Phil Factor shows us how we can use Extended Properties to build database documentation:
Once you’ve got into the habit of using Extended Properties to document your database, there are obvious benefits:
- You can explain why you added that index or modified that constraint.
- You can describe exactly what that rather obscure column does.
- You can add a reasoned explanation to the use of a table.
You will often need these explanations because, sadly, DDL code isn’t ‘self-documenting’, and human memory is fallible. Extended Properties are easily searched because they are all exposed in one system view.
It is great to add explanations to lists of procedures, functions and views once the database becomes sizeable.
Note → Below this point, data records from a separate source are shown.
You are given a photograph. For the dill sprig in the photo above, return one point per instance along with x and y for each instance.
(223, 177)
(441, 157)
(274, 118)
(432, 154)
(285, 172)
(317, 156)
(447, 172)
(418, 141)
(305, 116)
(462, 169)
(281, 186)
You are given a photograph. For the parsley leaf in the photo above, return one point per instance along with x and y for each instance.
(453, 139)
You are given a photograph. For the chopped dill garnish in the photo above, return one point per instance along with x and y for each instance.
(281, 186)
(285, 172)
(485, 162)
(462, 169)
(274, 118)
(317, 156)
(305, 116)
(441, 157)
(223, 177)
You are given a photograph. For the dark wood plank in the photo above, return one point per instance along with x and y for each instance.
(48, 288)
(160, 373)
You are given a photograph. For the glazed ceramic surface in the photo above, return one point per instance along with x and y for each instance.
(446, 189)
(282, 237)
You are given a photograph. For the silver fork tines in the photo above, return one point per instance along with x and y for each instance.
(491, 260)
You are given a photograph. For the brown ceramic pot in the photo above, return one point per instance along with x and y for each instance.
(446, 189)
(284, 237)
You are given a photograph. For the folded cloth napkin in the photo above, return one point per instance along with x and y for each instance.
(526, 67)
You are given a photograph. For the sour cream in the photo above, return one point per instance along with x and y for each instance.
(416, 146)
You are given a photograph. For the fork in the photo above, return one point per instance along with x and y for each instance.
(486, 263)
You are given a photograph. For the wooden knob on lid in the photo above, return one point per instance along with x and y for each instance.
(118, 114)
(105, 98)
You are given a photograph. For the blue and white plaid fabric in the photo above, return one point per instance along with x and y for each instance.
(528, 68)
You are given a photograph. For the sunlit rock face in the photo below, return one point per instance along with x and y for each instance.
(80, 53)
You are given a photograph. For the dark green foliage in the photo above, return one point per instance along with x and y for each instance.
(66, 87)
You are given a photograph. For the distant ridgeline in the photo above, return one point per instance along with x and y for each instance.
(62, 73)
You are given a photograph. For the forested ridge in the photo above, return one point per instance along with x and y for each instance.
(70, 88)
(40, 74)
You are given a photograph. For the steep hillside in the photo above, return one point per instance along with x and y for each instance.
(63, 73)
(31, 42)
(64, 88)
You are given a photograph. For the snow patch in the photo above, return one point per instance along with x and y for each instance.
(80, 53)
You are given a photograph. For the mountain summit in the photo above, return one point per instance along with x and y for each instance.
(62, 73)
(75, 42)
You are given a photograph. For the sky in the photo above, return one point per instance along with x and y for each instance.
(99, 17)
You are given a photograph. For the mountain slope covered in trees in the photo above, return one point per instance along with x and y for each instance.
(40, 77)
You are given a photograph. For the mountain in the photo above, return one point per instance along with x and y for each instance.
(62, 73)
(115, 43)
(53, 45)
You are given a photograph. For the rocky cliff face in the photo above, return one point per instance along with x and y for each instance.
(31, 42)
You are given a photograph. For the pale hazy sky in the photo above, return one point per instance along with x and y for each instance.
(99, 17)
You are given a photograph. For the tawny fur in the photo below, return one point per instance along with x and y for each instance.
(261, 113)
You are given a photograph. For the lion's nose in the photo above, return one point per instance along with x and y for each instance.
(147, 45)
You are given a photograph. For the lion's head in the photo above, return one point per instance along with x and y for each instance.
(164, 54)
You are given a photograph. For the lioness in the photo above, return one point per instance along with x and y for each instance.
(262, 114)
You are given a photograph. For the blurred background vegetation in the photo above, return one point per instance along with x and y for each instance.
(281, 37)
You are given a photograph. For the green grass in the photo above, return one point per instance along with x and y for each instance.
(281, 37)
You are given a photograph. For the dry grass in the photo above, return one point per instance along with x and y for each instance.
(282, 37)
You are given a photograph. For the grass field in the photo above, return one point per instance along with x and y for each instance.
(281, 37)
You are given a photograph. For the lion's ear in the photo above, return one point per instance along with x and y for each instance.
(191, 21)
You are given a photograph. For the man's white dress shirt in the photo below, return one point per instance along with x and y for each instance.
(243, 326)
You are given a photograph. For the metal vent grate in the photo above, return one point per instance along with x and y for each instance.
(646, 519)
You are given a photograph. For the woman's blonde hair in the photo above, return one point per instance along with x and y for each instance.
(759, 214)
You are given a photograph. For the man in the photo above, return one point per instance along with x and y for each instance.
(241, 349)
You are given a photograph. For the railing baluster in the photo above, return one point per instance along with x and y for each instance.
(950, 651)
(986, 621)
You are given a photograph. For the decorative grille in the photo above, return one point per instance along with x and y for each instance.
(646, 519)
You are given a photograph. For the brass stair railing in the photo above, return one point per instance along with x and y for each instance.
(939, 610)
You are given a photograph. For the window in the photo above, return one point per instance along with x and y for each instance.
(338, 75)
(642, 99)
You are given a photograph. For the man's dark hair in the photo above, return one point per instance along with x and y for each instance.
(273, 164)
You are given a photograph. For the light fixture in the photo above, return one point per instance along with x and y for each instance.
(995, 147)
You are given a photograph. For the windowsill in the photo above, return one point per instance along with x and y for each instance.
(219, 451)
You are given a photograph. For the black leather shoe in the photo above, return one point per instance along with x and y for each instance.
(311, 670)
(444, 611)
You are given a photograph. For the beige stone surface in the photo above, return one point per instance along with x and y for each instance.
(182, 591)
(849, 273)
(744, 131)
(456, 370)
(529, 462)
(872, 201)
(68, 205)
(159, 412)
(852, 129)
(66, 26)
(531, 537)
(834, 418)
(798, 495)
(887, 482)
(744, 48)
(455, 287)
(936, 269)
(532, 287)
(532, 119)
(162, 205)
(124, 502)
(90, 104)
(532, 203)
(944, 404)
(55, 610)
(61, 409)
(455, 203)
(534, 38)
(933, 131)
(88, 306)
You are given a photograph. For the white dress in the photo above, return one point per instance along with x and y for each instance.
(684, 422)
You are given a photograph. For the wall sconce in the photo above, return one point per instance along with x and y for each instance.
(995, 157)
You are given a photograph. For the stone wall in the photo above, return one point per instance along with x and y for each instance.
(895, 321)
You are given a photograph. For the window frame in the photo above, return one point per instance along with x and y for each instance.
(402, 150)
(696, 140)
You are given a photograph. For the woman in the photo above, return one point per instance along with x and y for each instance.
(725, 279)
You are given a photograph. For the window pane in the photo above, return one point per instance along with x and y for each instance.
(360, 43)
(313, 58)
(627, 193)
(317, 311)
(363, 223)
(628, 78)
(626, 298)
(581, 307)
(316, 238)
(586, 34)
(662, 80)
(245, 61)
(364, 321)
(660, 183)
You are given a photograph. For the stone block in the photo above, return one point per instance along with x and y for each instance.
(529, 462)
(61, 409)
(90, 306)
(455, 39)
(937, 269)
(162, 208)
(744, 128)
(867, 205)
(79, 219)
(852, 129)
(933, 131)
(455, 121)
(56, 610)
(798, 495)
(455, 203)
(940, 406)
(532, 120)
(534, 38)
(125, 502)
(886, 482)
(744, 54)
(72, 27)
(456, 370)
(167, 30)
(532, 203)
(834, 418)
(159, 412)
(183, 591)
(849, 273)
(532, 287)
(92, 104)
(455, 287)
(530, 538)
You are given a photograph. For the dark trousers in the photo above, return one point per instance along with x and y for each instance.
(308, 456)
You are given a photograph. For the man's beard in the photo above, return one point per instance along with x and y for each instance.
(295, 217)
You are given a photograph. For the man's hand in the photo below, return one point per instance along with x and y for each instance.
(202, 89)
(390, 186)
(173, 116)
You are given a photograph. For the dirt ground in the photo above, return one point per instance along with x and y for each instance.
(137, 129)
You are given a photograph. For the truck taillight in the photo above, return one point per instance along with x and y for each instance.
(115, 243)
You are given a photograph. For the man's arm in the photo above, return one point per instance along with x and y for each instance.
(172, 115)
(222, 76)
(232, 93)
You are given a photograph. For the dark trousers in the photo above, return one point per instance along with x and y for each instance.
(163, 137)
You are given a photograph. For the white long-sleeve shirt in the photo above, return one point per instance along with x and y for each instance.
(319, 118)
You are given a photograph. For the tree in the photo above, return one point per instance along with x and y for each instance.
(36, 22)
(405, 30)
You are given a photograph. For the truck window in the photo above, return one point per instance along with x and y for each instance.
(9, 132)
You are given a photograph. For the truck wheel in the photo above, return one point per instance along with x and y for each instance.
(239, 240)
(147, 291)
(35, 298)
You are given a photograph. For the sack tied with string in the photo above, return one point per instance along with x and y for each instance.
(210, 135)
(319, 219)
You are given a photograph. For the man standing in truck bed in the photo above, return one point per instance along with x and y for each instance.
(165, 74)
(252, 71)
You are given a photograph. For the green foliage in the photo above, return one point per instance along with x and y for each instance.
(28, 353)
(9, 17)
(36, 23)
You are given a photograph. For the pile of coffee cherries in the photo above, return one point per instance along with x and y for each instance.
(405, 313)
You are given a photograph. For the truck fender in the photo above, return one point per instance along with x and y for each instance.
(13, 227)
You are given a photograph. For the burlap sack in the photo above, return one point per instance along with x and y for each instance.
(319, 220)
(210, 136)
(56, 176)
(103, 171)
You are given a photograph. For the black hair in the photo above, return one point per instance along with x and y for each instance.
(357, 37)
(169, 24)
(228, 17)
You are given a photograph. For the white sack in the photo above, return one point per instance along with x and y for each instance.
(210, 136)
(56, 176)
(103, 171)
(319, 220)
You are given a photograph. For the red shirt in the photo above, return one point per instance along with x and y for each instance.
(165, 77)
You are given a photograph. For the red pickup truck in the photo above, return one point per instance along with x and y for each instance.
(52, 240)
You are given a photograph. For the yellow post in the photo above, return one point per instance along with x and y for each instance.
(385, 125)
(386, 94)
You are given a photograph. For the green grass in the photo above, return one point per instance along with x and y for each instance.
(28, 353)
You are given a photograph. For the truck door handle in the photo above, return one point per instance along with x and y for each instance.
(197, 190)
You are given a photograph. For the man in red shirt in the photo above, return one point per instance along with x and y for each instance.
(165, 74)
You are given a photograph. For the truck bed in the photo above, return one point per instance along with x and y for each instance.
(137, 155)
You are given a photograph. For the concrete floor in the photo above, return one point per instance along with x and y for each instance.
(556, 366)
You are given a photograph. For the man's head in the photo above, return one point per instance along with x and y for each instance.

Extended Properties are useful when exploring the metadata, but the requirement isn’t quite so essential because comments are preserved along with the source code. Tables, however, are a big problem because SQL Server throws away the script that produces the table, along with all the comments. The reason that this happens is that there are many ways you can alter parts of a table without scripting the entire table. How could one infallibly preserve all these ALTER statements in the preserved script? It’s tricky. Table scripts that you get from SSMS or script via SMO are therefore synthesised from the system tables but without those comments or even Extended Properties.
Extended Properties are useful, but I think the lack of tooling around them prevented widespread adoption. Now that there are a few tools which support them (including SSMS’s data classification mechanism), I wonder if these will get a second look.